Latvian army chief says Russia’s neighbors are in danger
RIGA, Latvia –
All of Russia’s neighbors are now in danger, according to a senior officer of the country currently receiving military support from Canada.
Following a missile attack that killed two people in Poland last week in the aftermath of the war raging in Ukraine, Latvia is reminding the world that it too is facing a threat from Russia. It shares a 300 km border with Russia, which has annexed it twice in history.
Colonel Didzis Nestro, acting commander of the ground division of the Latvian army, said in an interview with The Canadian Press last week that the risk of being swallowed up again “cannot (not) be ruled out”.
Canada is taking a leadership role in supporting this Baltic NATO member. Just over 1,200 soldiers from 10 countries, including 700 from Canada, train at Camp Adazi as a united fighting group defending Latvia. The country’s regular army has about 6,000 members.
“It seems that all the wars that Russia tends to wage, starting with Chechnya, are aimed at regaining access points (from the previous Soviet and tsarist era) and to protecting those points of contact. close to the outside world.” Nestro said, speaking from a modest office in a large military complex on the outskirts of the Latvian capital Riga.
“If we go around Russia’s borders, we can see that basically all the countries bordering Russia are in danger,” said Nestro, who is also acting deputy chief of staff. responsible for government affairs, said.

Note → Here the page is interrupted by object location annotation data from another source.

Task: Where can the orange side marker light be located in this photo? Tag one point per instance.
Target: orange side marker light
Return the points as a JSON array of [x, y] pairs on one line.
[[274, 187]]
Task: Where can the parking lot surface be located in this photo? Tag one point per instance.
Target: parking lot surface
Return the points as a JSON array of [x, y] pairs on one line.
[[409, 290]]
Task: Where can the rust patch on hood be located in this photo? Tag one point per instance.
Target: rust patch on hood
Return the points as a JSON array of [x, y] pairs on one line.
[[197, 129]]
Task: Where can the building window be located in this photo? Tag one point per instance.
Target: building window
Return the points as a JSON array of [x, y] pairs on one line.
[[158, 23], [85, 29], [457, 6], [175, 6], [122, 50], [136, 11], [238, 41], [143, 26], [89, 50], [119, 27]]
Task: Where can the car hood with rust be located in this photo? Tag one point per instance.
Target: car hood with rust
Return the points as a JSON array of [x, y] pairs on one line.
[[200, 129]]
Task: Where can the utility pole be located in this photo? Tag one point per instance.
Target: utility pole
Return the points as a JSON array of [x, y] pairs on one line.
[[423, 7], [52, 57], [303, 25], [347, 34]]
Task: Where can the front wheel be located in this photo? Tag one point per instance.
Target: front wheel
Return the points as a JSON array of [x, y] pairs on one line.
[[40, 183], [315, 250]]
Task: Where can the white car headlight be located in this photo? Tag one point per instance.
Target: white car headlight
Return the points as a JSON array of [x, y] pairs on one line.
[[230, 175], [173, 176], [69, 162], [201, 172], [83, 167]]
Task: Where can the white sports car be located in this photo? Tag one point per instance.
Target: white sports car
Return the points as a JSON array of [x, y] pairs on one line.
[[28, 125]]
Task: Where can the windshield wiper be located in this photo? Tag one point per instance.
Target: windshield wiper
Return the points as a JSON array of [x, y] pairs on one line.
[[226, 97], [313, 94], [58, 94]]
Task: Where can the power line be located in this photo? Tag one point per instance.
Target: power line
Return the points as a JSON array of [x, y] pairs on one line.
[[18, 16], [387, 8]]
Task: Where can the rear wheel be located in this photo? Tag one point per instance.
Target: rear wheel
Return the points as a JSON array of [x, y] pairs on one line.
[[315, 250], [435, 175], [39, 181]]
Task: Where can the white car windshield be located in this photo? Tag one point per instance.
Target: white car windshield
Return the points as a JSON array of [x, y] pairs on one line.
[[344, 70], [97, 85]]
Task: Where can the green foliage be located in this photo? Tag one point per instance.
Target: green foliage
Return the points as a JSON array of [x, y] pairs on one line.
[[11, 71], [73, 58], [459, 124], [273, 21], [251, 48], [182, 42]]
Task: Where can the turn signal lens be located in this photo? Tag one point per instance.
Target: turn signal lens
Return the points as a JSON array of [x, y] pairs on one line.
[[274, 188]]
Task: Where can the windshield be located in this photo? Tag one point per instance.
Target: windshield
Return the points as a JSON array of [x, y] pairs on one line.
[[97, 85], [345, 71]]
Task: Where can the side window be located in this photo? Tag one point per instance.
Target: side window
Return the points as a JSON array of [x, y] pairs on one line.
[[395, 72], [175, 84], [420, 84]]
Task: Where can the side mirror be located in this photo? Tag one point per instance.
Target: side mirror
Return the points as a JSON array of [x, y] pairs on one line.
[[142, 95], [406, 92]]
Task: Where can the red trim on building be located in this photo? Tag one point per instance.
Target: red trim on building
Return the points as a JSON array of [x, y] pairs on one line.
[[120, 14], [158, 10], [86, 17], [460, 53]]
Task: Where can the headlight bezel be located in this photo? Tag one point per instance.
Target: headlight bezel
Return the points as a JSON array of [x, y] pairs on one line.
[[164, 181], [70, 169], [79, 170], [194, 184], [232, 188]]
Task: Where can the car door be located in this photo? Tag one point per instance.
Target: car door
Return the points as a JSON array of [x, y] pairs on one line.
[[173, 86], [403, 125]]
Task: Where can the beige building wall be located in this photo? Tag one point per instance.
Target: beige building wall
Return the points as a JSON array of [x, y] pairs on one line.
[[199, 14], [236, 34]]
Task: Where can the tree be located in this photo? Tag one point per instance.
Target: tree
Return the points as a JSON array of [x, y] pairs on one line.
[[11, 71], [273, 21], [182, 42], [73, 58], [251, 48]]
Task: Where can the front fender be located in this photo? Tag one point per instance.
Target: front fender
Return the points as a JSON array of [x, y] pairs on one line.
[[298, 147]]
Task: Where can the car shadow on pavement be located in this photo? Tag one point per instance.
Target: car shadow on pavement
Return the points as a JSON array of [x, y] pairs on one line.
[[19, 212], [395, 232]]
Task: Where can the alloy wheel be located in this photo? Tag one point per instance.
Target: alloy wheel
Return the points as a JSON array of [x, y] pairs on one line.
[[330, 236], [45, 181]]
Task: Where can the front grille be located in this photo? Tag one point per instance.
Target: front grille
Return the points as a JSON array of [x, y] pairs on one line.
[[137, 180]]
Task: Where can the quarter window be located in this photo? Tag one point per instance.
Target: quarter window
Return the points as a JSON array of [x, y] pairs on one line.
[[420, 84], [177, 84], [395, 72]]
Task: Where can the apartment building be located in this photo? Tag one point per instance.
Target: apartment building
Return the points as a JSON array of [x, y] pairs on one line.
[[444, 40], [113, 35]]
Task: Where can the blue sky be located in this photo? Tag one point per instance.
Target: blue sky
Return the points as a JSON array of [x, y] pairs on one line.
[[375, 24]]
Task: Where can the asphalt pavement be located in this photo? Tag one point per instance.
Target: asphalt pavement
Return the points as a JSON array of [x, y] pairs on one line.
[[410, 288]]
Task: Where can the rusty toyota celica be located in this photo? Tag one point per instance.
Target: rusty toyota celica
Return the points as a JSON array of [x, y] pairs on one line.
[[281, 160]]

Once a territory invaded by the Russian Empire, Latvia had to gain independence twice. After becoming a country after World War I, it was annexed by the Soviet Union under Josef Stalin in 1939. Then in 1991, during the breakup of the Soviet Union, it again declared its independence.

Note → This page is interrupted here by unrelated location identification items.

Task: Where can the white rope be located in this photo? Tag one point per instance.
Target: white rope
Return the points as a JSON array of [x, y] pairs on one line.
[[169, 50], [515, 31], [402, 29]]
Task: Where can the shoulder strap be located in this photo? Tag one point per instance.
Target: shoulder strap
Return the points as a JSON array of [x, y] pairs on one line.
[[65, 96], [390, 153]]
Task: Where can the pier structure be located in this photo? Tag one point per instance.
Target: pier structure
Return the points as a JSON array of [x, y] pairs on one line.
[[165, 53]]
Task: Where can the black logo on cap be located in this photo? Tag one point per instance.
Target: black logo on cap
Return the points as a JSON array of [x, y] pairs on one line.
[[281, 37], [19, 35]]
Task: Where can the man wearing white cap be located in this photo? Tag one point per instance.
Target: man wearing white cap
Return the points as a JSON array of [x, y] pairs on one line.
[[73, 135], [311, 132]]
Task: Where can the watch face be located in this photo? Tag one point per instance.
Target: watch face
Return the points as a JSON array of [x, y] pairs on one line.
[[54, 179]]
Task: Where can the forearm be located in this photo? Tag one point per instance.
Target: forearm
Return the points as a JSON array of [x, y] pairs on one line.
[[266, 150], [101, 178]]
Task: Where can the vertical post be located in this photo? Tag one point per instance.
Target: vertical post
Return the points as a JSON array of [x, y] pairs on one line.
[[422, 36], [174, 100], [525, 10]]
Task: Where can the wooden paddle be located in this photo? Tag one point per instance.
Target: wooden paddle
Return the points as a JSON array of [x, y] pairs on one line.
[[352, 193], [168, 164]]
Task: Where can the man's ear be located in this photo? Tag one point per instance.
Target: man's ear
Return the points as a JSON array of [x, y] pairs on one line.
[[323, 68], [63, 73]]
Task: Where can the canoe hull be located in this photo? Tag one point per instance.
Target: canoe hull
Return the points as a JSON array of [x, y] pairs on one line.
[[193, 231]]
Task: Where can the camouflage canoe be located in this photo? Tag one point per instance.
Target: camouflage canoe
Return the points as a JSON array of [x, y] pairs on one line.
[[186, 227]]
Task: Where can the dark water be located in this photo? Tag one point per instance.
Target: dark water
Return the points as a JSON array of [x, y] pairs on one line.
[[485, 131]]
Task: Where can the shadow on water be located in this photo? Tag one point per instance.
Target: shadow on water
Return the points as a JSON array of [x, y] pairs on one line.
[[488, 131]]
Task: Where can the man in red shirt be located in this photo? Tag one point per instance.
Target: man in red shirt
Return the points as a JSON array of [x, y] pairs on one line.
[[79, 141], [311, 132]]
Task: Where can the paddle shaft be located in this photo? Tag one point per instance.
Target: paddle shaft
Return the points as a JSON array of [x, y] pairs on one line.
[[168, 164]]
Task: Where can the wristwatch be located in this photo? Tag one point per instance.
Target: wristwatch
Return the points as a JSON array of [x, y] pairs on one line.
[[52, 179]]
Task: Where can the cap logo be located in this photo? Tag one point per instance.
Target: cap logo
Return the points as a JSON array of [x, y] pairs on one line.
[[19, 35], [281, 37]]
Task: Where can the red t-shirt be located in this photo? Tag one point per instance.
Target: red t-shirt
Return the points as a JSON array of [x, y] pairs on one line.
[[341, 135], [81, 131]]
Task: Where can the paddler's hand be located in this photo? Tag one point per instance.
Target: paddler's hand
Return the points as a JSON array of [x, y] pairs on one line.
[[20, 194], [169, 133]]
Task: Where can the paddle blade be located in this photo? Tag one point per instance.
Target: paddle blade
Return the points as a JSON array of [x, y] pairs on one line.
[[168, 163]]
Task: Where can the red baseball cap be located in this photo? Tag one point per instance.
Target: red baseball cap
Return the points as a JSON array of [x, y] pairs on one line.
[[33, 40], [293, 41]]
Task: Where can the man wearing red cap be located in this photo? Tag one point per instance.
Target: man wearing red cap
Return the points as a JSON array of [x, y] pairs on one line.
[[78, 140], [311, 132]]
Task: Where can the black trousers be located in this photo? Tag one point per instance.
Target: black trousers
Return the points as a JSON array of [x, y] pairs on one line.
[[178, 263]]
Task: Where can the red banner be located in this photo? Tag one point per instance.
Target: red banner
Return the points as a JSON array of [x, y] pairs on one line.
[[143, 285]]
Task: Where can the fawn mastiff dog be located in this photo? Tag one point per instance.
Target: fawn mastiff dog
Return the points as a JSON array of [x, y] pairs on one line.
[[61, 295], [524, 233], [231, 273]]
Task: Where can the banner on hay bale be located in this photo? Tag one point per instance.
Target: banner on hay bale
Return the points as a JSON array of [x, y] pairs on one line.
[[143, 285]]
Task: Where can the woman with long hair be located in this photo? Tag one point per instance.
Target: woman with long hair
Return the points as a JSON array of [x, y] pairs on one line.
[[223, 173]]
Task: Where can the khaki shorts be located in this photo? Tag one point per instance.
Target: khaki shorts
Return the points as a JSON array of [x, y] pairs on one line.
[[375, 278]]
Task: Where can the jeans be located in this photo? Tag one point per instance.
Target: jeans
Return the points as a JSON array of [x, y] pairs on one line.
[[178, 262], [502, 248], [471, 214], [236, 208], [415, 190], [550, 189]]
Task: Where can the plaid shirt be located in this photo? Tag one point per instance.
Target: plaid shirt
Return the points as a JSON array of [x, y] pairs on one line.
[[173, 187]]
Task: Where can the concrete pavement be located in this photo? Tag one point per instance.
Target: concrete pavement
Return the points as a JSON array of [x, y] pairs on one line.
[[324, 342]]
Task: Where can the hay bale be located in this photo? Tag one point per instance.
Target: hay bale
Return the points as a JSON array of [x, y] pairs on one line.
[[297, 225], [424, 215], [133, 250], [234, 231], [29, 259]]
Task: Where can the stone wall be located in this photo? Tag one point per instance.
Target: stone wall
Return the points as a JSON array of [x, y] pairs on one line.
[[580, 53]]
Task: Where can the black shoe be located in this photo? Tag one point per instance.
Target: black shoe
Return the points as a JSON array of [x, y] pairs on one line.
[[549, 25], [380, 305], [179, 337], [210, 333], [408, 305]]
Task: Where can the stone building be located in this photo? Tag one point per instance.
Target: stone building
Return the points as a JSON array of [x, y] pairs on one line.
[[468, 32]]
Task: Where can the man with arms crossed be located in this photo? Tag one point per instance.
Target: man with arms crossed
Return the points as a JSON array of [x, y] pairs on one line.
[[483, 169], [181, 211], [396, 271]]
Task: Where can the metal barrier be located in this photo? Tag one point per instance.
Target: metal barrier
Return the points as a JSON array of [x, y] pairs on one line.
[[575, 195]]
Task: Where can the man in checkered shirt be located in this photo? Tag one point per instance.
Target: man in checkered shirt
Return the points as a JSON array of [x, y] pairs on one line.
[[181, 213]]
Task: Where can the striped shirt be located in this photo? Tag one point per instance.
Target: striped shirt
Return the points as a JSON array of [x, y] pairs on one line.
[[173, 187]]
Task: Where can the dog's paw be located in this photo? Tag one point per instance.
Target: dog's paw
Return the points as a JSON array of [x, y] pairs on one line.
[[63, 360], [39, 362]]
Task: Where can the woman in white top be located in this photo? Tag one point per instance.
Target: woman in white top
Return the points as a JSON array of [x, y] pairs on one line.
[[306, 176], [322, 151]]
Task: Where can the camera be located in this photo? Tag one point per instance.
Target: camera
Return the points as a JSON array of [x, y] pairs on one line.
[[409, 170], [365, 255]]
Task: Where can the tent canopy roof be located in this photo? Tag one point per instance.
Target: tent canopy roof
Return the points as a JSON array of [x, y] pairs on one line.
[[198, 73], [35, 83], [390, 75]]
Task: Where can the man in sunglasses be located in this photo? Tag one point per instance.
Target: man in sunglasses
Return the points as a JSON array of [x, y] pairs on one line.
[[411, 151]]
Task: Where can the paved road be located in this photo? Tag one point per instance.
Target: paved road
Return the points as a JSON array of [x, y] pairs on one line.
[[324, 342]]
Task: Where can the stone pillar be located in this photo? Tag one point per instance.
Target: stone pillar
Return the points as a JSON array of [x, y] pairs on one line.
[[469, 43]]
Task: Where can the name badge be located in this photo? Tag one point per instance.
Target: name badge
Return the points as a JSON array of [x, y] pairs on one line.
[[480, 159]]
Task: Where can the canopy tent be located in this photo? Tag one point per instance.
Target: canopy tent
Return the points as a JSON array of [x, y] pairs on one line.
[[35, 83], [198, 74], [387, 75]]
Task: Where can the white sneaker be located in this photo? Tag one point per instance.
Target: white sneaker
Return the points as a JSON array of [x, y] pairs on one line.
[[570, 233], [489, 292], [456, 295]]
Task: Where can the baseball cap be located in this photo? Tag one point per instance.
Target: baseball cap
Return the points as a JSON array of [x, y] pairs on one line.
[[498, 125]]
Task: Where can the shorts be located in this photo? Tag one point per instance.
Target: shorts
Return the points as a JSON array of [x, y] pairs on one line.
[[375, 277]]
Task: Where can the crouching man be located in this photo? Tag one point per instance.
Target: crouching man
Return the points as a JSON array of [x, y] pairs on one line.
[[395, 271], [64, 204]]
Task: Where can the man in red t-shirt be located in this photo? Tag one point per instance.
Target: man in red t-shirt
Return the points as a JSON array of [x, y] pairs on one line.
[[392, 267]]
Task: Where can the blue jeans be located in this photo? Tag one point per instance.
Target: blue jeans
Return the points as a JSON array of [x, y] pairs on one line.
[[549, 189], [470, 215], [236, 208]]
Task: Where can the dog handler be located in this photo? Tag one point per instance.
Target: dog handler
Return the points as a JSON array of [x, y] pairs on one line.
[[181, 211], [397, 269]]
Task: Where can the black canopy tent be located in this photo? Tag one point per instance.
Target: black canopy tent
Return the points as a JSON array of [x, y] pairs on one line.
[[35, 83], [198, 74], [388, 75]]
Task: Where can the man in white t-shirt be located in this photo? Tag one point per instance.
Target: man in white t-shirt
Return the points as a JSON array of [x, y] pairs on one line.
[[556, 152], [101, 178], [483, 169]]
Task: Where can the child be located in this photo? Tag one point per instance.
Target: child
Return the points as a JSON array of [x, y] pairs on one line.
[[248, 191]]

“The risk (of a takeover) has lessened (but) we cannot rule out anything will happen,” Nestro said. “That’s why we as a country – and the alliance in general – have a certain vigilance to face any unpredictable situation because of Russia and (President Vladimir) Putin. is unpredictable.”

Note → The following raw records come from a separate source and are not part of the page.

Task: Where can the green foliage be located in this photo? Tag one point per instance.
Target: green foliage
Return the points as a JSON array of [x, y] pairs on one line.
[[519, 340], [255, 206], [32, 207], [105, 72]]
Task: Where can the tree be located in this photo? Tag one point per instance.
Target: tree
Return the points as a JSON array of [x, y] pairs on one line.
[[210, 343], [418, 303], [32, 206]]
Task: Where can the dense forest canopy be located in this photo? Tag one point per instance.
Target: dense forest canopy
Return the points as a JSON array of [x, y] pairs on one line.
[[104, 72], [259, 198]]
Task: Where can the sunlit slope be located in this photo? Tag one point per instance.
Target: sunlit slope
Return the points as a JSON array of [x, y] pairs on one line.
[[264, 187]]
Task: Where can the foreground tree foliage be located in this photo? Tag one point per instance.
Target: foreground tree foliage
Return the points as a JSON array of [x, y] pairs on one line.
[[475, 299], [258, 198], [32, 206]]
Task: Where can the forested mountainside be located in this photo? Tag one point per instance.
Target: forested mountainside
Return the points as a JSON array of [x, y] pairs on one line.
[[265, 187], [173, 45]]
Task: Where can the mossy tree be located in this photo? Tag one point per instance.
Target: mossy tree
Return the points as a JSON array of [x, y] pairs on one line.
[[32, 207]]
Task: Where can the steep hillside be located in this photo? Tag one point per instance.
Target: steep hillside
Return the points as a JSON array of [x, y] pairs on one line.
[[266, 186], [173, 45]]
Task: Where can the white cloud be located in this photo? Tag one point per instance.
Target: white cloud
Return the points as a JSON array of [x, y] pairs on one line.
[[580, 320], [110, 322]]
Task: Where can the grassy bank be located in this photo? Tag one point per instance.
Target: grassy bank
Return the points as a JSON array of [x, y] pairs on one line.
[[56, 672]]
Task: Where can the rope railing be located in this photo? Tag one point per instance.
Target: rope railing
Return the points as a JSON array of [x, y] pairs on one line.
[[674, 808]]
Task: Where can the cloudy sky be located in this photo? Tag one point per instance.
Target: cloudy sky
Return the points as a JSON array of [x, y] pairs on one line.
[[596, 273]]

Latvia is not afraid to show its full support for Ukraine. The Ukrainian flag is prominently displayed throughout Riga, especially on official buildings. Large murals also pay homage to Ukrainians or denounce the past that devastated the port city of Mariupol.
That support has remained unwavering despite a deadly incident last week in which a missile believed to have strayed from Ukraine killed two people in a border town in Poland, a country NATO ally.
“We are carefully assessing the situation and then coming to a conclusion,” Nestro said. “But one thing is clear, this is just a consequence of Russia’s aggression in Ukraine, so that’s what we see now.”
Nestro said some pressure on bordering countries has eased since the war began in February, noting that Russia has had to deploy a lot of its military resources on the Ukrainian front. . Still, he said, both Russian resources and active threats remain.
He noted that there are Russian bases near the Latvian border, some as far as 30 km. Russia also has an airborne division in Pskov, helicopters very close to the border, as well as a motorized infantry brigade and special forces, he said.
The senior Latvian official also said that the air and sea units in the Baltic still have offensive capabilities.
The case in Poland raises the question of whether something similar could happen in Latvia.
“It’s collective defense – all NATO countries together,” Nestro said. “And there are a number of systems that are reading… the signals and warnings for various threats, including an air defense threat or an aerial attack.”
However, Latvia’s air defense system has a short range – 5-6 km – and another one provided by Spain is also limited, Nestro said.
However, Putin “must think twice before attacking a NATO country,” Nestro said. Article 5 of the North Atlantic Treaty provides that if a member state is the victim of an armed attack, the other members consider themselves to have been attacked and retaliate.
This report by The Canadian Press was first published on November 20, 2022.
Patrice Bergeron is a Quebec-based journalist for The Canadian Press. In addition to two decades of experience in politics and general news, he was also CP’s war correspondent in Afghanistan in 2009.